Le potenzialità per raccontare una storia avvincente, avvolta da una scenografia suggestiva come quella della campagna siciliana hanno motivato lo studio di sviluppo a dare il meglio di sè e a regalarci uno dei titoli narrativi più impressionanti degli ultimi anni. Abbiamo passato il weekend immergendoci in Mafia: The Old Country e oggi, dopo aver raggiunto i titoli di coda, possiamo raccontarvi le nostre impressioni.
Da caruso a uomo d’onore

Mafia: The Old Country ci cala nei panni di Enzo Favara, un figlio abbandonato di una Sicilia agli inizi del XX secolo. Una terra ancora arretrata, che non aveva ancora conosciuto gli orrori delle due Guerre Mondiali e si trovava estremamente isolata dal resto del Paese.
L’isola era governata in maniera quasi feudale, sotto il dominio di uomini che avevano conquistato potere e influenza con il sangue e le intimidazioni. Enzo ci viene introdotto come un anonimo minatore, costretto a turni massacranti per estrarre lo zolfo in cambio di poche lire e un tetto sotto il quale dormire.
Le condizioni di lavoro rasentano lo schiavismo e la sicurezza della miniera è a dir poco precaria. Un incidente durante l’ennesimo turno di lavoro mette in moto gli eventi della storia, che lo porteranno a rifugiarsi nel vigneto di Don Torrisi, influente boss dell mafia locale che gettava la sua ombra sul vasto territorio circostante.

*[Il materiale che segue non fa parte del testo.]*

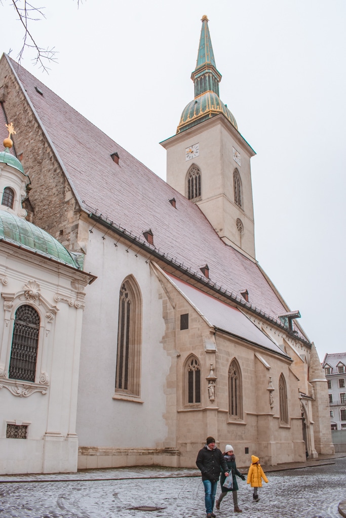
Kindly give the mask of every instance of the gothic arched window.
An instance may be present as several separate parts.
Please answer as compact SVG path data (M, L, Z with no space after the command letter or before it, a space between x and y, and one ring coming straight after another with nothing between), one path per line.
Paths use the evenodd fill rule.
M243 419L241 372L237 360L231 362L228 371L229 413L233 419Z
M287 408L287 391L286 381L282 374L279 379L279 398L280 410L280 422L288 424L288 410Z
M184 376L186 380L187 404L201 402L201 367L195 356L190 356L185 364Z
M16 312L8 377L35 382L39 315L31 306Z
M141 388L142 302L131 278L121 284L119 297L116 392L139 396Z
M13 189L10 187L5 187L4 189L3 199L1 202L2 205L5 205L10 209L13 209L13 204L15 202L15 193Z
M243 191L241 180L238 169L233 171L233 185L234 189L234 202L239 207L243 208Z
M201 171L195 164L191 165L187 174L187 198L194 200L200 198L202 195L201 189ZM196 200L197 201L197 200Z

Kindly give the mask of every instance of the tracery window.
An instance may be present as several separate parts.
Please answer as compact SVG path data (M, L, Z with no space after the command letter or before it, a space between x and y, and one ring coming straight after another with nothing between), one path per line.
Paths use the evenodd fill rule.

Non vogliamo spoilerarvi alcun dettaglio della storia, che resta sicuramente la principale attrattiva di Mafia: The Old Country. Vi basterà sapere che Enzo verrà accolto dalla famiglia Torrisi e comincerà a rendersi utile nel vigneto. Verrà guidato da Luca Trapani, il braccio destro di Don Torrisi che diventerà il mentore di Enzo e lo avvicinerà progressivamente agli affari di famiglia e lo introdurrà alla vita criminale.
Enzo presterà giuramento davanti al Don in una cerimonia solenne, durante la quale diventerà un “uomo d’onore” e imboccherà una strada dalla quale nessuno è mai riuscito a uscire indenne. Da questo momento in poi la trama seguirà un canovaccio piuttosto tradizionale, diviso indicativamente in tre atti che rappresentano la fase di ascesa, di stallo e di rottura finale dell’equilibrio. Sebbene non sia esattamente imprevedibile, la narrativa è scandita in maniera magistrale e riesce a tenerci sempre incollati allo schermo grazie ad un cast di personaggi estremamente credibili e ben caratterizzati, ma soprattutto grazie al sapiente utilizzo dell’ambientazione siciliana, forse la vera protagonista dell’intera avventura.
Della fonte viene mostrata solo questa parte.